Notes from an emergency room doctor: Under a counter at the nurse's station in our E.R., hidden amongst a variety of log books and technical manuals is our "frequent flyer" cardfile. This is not our list of patients whose frequent trips to the E.R. entitle them to a free visit but rather a record of patients frequently seen and frequently prescribed potent, narcotic pain medications. Most often these are people with chronic headaches or backaches. For the most part, they are people who indeed suffer from frequent, often intractable pain. But scattered among them - and knowing who is who is often difficult - are the abusers, those whose need for narcotic painkillers is not so much due to pain but to dependence and addiction.

The reason most patients visit a doctor is not so much for a "cure," but for relief from pain. This "relief," that doctors can so easily bestow simply by prescribing appropriate analgesics, is perhaps the greatest service a doctor can perform for his patient. But the message, "Just Say No," and the national furor over narcotic abuse, has carried over into the prescribing habits of doctors. Most doctors today are afraid to liberally prescribe the most effective painkillers, which are narcotics, because of a fear of creating dependence or addiction in their patients or of falling prey to the machinations of narcotic abusing patients.

Dependence, addiction and abuse are the issues that frighten doctors more than their fear of under treating a patient's complaint of pain. This fear becomes indelible the first time a physician learns of one of his patients arriving in an emergency room in a coma or even dead after overdosing on a prescription of painkillers he's written.

Dependence can occur if someone takes opiod drugs for more than a few days.

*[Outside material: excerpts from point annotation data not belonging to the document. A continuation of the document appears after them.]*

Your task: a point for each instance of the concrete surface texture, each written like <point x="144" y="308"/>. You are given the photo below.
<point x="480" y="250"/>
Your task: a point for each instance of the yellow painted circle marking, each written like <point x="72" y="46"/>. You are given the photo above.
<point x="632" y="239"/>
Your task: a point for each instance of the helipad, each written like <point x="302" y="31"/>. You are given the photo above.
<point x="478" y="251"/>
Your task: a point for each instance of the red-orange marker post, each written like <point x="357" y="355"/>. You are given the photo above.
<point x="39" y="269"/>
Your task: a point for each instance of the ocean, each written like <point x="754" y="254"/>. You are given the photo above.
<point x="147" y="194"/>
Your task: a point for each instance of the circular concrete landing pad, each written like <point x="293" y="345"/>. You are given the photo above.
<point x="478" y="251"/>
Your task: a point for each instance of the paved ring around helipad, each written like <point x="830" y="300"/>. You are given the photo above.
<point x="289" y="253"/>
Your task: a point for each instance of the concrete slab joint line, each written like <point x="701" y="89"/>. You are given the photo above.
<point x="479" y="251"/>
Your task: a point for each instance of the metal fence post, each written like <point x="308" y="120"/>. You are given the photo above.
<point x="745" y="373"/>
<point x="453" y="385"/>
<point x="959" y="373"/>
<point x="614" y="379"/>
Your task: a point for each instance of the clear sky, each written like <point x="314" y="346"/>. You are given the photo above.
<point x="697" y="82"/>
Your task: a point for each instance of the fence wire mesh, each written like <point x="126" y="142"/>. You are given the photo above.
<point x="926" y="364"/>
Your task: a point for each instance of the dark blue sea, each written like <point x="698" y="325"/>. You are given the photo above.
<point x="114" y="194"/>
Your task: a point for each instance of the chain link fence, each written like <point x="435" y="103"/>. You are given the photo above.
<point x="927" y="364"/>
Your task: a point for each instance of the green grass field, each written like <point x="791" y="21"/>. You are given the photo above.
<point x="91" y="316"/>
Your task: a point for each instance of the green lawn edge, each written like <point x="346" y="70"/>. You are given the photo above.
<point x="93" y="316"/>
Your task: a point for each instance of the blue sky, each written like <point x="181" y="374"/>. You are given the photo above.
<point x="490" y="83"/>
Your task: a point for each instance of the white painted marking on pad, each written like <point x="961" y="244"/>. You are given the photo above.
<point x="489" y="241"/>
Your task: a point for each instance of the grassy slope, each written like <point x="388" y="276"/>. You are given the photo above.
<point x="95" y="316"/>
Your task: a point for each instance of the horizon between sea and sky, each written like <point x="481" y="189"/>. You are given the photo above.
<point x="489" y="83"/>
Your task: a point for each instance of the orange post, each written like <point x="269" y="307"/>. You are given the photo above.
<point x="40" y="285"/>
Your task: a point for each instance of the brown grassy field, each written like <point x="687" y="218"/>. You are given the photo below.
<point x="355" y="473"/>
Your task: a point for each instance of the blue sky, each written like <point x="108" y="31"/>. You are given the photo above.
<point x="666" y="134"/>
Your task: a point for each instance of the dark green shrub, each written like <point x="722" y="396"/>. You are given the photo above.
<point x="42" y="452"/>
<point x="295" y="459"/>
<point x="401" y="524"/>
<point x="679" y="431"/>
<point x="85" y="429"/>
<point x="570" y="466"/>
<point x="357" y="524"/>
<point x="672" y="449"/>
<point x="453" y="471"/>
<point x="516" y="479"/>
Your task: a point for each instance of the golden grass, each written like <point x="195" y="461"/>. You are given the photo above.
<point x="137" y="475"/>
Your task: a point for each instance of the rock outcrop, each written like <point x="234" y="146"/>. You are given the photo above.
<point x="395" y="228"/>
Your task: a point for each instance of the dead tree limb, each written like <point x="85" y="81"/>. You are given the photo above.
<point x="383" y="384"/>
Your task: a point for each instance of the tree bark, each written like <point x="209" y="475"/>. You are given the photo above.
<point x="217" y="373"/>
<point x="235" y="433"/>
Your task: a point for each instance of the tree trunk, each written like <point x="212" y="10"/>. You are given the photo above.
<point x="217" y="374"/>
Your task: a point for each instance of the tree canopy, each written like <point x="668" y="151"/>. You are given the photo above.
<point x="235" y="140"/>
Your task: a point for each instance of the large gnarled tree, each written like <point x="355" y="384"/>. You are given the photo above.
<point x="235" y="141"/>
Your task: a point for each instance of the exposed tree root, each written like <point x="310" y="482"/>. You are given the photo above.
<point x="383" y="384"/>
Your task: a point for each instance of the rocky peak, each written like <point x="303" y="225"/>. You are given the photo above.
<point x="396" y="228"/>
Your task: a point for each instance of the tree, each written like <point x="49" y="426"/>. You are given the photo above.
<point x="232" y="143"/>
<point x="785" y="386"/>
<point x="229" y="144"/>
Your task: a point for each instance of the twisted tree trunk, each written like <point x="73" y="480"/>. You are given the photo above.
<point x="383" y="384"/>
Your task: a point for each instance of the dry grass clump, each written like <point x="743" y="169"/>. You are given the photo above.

Dependence simply means that you'll have physical withdrawal symptoms if you stop taking the drug. However, physical dependence in and of itself is not bad. Uncomfortable, "yes," life threatening, "no."

Addiction is both the psychological and physical dependence on the medication. Basically, a person loses control over their drug use. They have an overwhelming urge to take it, even though there is no need for it, and even when they know taking it could cause them harm.

Abuse occurs when a person becomes so dependent on a drug that they will stop at nothing to get it. They often lie or steal to get it. All reason, all morality may be shunted aside to service their addiction. Anytime a drug promotes aberrant behavior, it is considered abuse.

When a patient is caught in a lie to doctors or family, when a mood or behavior is strange, that patient becomes suspect for addiction. It is not an isolated case that a patient will fake the symptoms of a kidney stone or heart attack to obtain drugs. It is not unusual to get a call from another emergency room warning of a patient who has been hopping from E.R. to E.R. with a good enough act to get narcotics from each one.

Certainly there are specialized non-narcotic drugs that treat specific pains - like the anti-inflammatory medicines used for arthritis or the vasoactive drugs for migraines. But the narcotic pain medications - morphine, codeine, and their derivatives - despite their potential for abuse, are often the most effective drugs in providing relief to patients with severe or chronic pain. And it is that release from pain that can significantly improve a patient's quality of life.

It is a sad fact that the greatest gift a physician can give his patient - relief from pain - is often withheld because the behavior of a few has jaded us to suspect all patients to be at risk for dependence, addiction, and abuse.

And though a doctor's greatest wish is to "do some good," that goal has to come second to "first do no harm."